Kelime olarak ‘’homeo’’ benzer ‘’stazis’’ sabit, kararlı anlamına gelir. İnsan vücudundaki hücreler, çevresel koşullara yani belli bir strese maruz kaldıkça değişir ve adaptasyon gerçekleştirir. Bunu yaparken pozitif ve negatif olarak ayırmaz, koşulun ve stresin gerektirdiği ve bildiği şekilde uyum sağlar. Hayatta olduğu gibi burada da pozitif ve negatif yoktur. Strese yani koşula bağlı adaptasyon vardır. Bu biraz hatırlatma ve genel tanımlardan sonra benim yazıyı yazarkenki gün yakın bir arkadaşımla yaptığımız konuşma üzerine oluşan bu konu, yani ilişkiler konusuna kendimce biraz değinmek istiyorum.
İlişkilerin, bugün insanı giderek içine, özüne ve kendine bakmaktan uzaklaştıran bir sistem içinde daha kopuk hale geldiğini düşünmekteyim. Bugün herkes travmatik, herkes hayattan, ilişkilerden, ailesinden, işinden alacaklı, herkes en verici, herkes en yıpranmış, herkes kurban rolü içerisinde… Çünkü gelişen dünya düzeni ve sistem, her alandan bize insanın öz yapısından uzaklaşacak yapıları oluşturan, maskeler taktıran, hayallerimizi sattıran ne istediğine değil, diğerlerinin ne istediği yapısına yönelten bir sisteme sahip.
Kadınlar erkeklerden, erkekler kadınlardan şikayetçi, oluşturulan düzen, önce herkesin insan olduğunu ve doğasını unutturan bir düzen. Dolayısıyla da beraberinde gelen değersizleşme, ahlaksızlaşma ve yozlaşma da bunun gördüğümüz en büyük etkileri. İnsan tek veya birkaç rolü oynamak için değil; kendi içindeki ve dışındaki evreni anlamak ve yaşamak üzerine bir yapıyken, bugün verilen ve beklenilen roller, sıfatlar, maskeler içinde kendini bile keşfetmeden göçüp gidebiliyor.

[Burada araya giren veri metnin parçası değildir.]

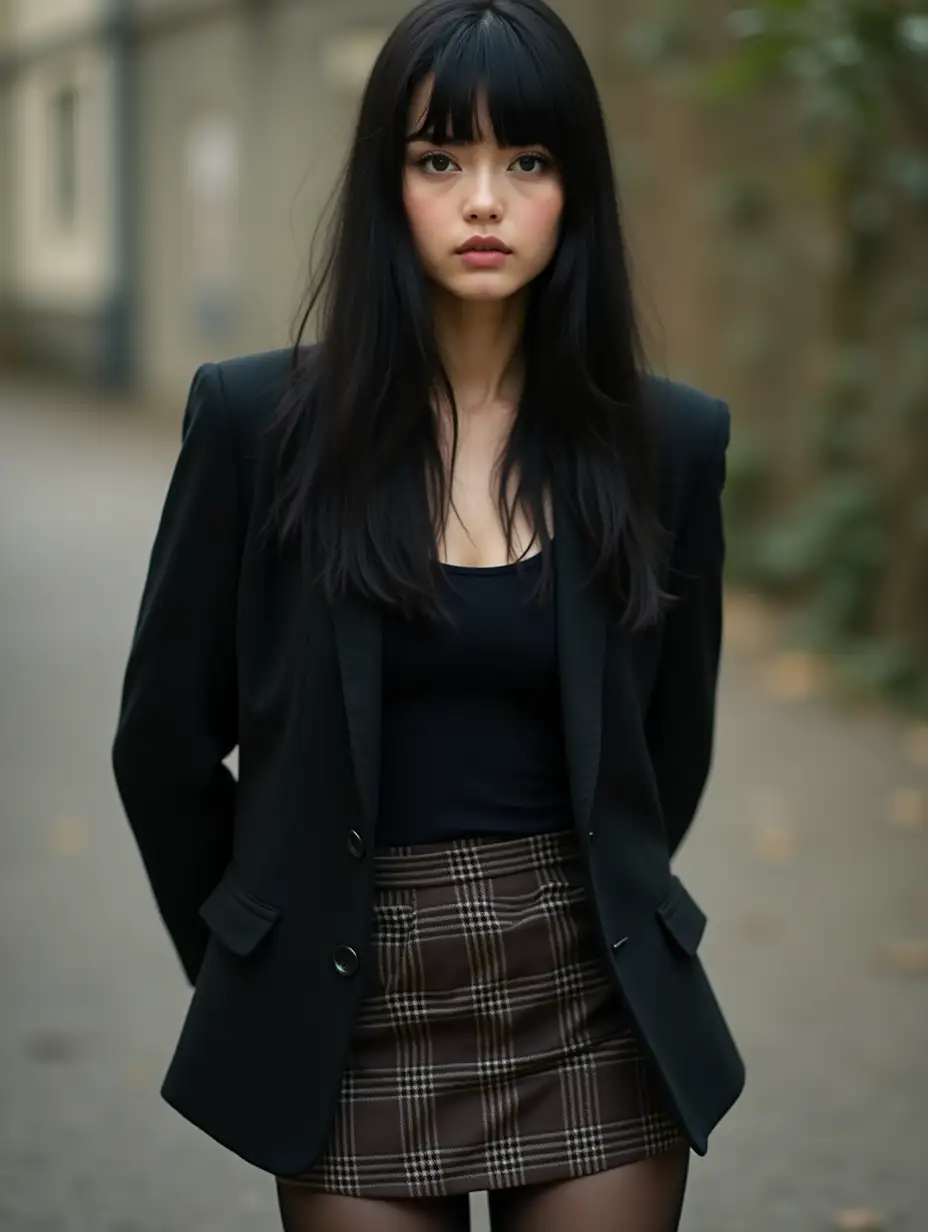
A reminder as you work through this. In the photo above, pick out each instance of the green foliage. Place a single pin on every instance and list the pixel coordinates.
(853, 78)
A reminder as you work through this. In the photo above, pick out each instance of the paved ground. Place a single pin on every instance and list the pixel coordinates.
(810, 856)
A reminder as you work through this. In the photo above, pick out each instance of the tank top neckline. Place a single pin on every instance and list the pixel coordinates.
(489, 568)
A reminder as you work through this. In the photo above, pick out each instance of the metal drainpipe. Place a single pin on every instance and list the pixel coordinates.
(118, 367)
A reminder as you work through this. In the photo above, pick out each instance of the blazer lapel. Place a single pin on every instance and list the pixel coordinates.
(581, 648)
(582, 626)
(359, 641)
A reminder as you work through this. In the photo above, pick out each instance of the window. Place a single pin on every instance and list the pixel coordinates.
(212, 185)
(65, 116)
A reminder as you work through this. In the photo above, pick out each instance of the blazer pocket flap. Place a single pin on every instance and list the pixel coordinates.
(238, 919)
(682, 917)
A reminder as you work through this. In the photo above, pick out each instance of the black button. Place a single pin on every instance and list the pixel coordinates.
(345, 960)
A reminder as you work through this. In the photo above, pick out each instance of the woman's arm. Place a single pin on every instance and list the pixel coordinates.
(178, 718)
(680, 720)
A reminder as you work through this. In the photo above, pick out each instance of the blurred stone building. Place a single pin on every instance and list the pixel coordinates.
(163, 164)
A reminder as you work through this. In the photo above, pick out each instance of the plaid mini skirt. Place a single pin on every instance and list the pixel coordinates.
(492, 1049)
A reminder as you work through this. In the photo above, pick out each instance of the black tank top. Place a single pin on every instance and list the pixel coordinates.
(472, 739)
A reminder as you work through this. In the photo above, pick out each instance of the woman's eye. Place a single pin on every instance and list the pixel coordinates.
(533, 158)
(431, 159)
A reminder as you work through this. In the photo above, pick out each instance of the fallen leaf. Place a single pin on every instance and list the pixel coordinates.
(748, 627)
(795, 675)
(917, 744)
(858, 1221)
(907, 811)
(68, 835)
(775, 844)
(908, 957)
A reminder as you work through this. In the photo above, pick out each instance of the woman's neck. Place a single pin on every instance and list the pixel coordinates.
(480, 344)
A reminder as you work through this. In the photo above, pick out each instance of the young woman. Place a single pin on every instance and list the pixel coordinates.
(450, 579)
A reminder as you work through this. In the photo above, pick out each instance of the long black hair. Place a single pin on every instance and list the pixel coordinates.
(360, 471)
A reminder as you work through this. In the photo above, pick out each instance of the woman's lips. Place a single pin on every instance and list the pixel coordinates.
(483, 259)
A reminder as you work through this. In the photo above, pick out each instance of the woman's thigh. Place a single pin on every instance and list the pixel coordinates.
(643, 1196)
(307, 1210)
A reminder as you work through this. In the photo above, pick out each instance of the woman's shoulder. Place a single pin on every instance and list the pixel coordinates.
(253, 386)
(691, 424)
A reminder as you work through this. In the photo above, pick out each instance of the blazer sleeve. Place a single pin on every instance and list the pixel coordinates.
(178, 716)
(680, 717)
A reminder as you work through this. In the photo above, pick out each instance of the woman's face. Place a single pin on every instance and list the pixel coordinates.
(456, 192)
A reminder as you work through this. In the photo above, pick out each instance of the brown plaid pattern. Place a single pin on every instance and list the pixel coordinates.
(491, 1050)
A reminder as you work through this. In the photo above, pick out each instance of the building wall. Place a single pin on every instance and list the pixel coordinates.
(35, 21)
(58, 214)
(240, 115)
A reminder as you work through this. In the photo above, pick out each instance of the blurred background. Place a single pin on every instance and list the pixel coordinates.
(163, 166)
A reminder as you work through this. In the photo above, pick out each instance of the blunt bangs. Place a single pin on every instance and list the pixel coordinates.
(524, 83)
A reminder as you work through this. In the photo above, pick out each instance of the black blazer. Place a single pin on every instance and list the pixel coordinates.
(260, 881)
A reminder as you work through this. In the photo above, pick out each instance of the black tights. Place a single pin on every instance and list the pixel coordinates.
(645, 1196)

Bugün pek çoğumuz anne, baba, çocuk, doktor, avukat, mühendis, zengin, fakir, güzel, çirkin, din, dil, ırk vb. aklınıza gelen pek çok sıfatların arkasında kendimizi iyi hissetmeye çalışıyoruz ya da bu sıfatların maskelerine, rollerine yapışıp içinde kaybolabiliyoruz. Kimse bu dünyadan veya bir başkasından alacaklı değil arkadaşlar, her insan kendi ve evren içinde olduğu haliyle kendinin ve evrenin gelişiminin bir parçası. Bulunduğumuz akış içerisinde, hepimiz seçim hakkına sahibiz ve her insan kendisi olmak için niyet gösterdiğinde bazı hikayelerde iyi, bazılarında kötü, bazılarında çok veren, bazılarında çok alan, birçok farklı hikaye içinde, bir çok farklı rolü oynamakta. Ve aslında kim olduğunu, neyi sevdiğini, neyi sevmediğini, neye iyi, neye kötü geldiğini bulur.
Düşer, kalkar, hata yapar, öğrenir… Hiçbir hikaye içinde kimse bizi zorla tutmaz. Genellikle biz sıfat ve maskelere çokça yapışmış oluruz ve bırakmaya hazır değilizdir. Her koşulda ama çok ama az ya da çok fazla hep bir ışık vardır. Bu da bizim nereye baktığımız ve nasıl gördüğümüz ile ilgilidir. Hayatta hiçbir şey tek başına kötü ya da iyi değildir. Sinir sistemimiz hayatta kalmak için bazen o dönem bize yanlış gelen yollara da uyum sağlayabilir. Acı verebilir ve sizi o dönem fark etmediğiniz ilişki, iş ve olaylarda tutabilir. Ancak o anda başka bir duygunuza aslında iyi geliyordur ve sistemi düzeltmek için uğraşıyordur. Bunu başka bir hikayenizde er ya da geç anlarsınız. Buradaki önemli nokta kendinize soru sormaktan, sizi rahatsız eden his ve duygulardan kaçmamanız, ufak ufak olsa da sormanız ve sormaya devam etmeniz.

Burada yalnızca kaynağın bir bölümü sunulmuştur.